Op 20 november 2018 tekende wethouder Struijlaart de tussen de gemeente en Orez bv overeengekomen Anterieure Overeenkomst.
Het duurde tot mei 2021, voordat de raad van Enkhuizen voldoende moed had verzameld om van het college te verlangen (door middel van een motie) dat er inzicht zou worden verstrekt in wat er tussen de gemeente en Orez in financieel opzicht was overeengekomen.
Tot op dat moment had men het moeten doen met een onbegrijpelijke zakelijke weergaven van de Anterieure Overeenkomst en een vrijwel onleesbare versie, waarin alle er in voorkomende bedragen waren weggelakt.
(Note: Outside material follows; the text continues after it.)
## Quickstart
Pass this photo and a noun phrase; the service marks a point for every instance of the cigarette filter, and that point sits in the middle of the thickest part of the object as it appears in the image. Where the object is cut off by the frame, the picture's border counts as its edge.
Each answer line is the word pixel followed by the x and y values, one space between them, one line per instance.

Plus hier en daar wat geruststellende woorden van Struijlaart, dat het allemaal erg mooi zou gaan worden.
Maar zelfs voor deze relatief bescheiden wens, om inzicht krijgen in de tussen de partijen gemaakte financiële afspraken, schrokken nog drie partijen terug.
Van Marle (D66), Sandstra (PvdA) en Hotting (CU/SGP) lieten weten de motie niet te zullen steunen. Voor hen stond het houden van toezicht kennelijk gelijk aan het hoofd in het zand steken.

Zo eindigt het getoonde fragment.